1 if (brk==2) /* do nothing */ ;
2 break;

It's often the silly stuff that gets ya, no? :-)
Last edited on
xEvilBen 6x (9)
alright I will fix that and get back to this.

ok it works, thanks for that..

I should have noticed that little error.. making one statement into two
Last edited on
xEvilBen 6x (9)
along with this.. what can I enter into my code to make so that if the user enters a letter, or something besides a number, so that it will not turn into an infinite loop?
firedraco (6243)
Check for !cin.good(), then call cin.clear() if it is in that state.
xEvilBen 6x (9)
where in the code do i put that?
firedraco (6243)
after the cin>>brk;
Just check !cin.good (or just !cin ?) and if is true, then call cin.clear() and print out your error msg.
xEvilBen 6x (9)
i am sorry, i am quitely new to this. and by putting in !cin.good after the cin>>brk; ... i receive an error message.

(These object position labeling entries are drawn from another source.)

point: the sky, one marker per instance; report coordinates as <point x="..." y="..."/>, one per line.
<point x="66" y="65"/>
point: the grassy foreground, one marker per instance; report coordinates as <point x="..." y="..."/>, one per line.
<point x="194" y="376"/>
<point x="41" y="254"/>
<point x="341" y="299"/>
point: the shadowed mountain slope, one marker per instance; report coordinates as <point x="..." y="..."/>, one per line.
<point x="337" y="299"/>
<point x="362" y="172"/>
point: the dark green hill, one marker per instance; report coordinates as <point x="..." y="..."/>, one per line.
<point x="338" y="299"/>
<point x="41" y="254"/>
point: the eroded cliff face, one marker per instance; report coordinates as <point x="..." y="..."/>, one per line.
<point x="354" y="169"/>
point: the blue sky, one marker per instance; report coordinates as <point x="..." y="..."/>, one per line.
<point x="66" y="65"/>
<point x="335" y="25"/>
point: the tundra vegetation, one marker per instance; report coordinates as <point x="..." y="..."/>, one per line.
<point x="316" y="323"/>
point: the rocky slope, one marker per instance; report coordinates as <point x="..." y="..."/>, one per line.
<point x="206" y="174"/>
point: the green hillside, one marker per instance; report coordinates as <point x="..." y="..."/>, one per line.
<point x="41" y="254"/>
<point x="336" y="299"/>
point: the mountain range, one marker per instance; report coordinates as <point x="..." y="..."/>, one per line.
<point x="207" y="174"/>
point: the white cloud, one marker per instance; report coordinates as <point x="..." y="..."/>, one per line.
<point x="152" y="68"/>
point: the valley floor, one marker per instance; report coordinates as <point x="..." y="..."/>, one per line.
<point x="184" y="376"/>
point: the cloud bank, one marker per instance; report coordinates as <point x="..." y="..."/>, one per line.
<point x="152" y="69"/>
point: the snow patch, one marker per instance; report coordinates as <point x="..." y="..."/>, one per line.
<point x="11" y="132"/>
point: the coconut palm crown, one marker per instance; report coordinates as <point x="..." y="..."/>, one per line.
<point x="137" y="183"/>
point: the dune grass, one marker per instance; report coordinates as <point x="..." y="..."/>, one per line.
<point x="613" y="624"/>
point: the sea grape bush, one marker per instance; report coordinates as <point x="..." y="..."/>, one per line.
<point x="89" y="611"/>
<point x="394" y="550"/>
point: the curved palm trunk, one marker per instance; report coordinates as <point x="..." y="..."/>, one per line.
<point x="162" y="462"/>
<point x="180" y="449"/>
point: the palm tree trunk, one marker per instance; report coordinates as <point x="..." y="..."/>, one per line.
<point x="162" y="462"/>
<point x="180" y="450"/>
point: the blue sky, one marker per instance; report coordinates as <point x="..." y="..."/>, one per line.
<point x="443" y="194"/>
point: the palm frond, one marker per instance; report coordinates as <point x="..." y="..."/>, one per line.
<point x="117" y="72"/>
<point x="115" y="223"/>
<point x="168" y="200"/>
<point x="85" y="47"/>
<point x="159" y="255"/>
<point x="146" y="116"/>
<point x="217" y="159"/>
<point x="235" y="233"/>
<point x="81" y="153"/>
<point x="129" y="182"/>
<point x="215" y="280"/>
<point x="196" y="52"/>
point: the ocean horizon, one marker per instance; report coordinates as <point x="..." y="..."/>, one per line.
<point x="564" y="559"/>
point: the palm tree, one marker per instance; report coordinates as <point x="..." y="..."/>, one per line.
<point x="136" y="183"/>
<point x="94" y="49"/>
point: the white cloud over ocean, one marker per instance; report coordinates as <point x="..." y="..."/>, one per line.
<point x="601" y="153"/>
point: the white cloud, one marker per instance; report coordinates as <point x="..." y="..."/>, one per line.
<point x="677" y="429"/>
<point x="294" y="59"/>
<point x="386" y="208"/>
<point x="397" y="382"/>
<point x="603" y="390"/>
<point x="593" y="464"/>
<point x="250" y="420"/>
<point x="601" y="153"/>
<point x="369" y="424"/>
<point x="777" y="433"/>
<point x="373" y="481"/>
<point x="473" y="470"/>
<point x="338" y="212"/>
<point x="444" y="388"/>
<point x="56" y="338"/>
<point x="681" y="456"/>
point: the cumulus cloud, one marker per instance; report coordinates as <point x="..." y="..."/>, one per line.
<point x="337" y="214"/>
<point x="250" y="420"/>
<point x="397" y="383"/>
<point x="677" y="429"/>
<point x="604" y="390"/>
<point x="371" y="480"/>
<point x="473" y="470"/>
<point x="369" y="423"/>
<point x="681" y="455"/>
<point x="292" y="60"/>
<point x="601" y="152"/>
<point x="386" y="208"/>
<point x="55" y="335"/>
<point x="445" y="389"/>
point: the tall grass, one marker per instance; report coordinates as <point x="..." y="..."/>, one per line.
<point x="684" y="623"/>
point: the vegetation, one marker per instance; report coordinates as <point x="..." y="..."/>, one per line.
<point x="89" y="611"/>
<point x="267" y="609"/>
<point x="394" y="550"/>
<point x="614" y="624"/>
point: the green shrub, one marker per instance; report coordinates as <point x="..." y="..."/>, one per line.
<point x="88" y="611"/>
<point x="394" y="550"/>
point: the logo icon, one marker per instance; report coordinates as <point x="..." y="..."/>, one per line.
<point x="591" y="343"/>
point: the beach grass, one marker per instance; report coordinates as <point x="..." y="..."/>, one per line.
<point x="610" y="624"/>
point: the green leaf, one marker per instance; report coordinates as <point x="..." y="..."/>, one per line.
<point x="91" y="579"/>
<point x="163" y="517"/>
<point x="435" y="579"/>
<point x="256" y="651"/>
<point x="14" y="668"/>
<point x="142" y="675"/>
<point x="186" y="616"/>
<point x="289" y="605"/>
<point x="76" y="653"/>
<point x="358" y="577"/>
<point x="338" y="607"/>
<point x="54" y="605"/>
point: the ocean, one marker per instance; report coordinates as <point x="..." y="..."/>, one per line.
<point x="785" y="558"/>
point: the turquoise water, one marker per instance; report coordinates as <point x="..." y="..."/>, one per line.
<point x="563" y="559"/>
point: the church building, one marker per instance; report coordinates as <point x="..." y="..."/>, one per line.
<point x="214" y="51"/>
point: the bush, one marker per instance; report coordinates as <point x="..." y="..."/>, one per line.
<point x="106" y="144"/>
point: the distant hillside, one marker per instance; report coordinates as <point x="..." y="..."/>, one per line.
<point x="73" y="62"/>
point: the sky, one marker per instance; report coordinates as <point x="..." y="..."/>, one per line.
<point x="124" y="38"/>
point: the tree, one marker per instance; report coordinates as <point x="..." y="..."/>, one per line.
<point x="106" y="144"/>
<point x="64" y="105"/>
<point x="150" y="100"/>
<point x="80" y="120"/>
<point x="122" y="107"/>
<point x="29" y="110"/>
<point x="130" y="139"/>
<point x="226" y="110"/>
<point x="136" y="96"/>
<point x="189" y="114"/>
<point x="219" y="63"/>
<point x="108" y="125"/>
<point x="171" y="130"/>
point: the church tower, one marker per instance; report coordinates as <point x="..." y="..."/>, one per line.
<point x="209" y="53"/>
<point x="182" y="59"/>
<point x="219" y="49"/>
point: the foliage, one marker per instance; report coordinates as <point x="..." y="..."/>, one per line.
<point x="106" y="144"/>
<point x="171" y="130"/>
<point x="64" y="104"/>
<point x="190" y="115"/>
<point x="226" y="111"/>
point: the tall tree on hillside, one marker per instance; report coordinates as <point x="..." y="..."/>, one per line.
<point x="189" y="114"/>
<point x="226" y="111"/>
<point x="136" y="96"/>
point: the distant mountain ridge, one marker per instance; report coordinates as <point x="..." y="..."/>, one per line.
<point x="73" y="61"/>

38 G:\Dev-Cpp\main.cpp could not convert `std::cin.std::basic_ios<_CharT, _Traits>::good [with _CharT = char, _Traits = std::char_traits<char>]' to `bool'


what does that error mean?

and then...
38 G:\Dev-Cpp\main.cpp in argument to unary !

and
38 G:\Dev-Cpp\main.cpp expected `;' before '}' token



this is what i have..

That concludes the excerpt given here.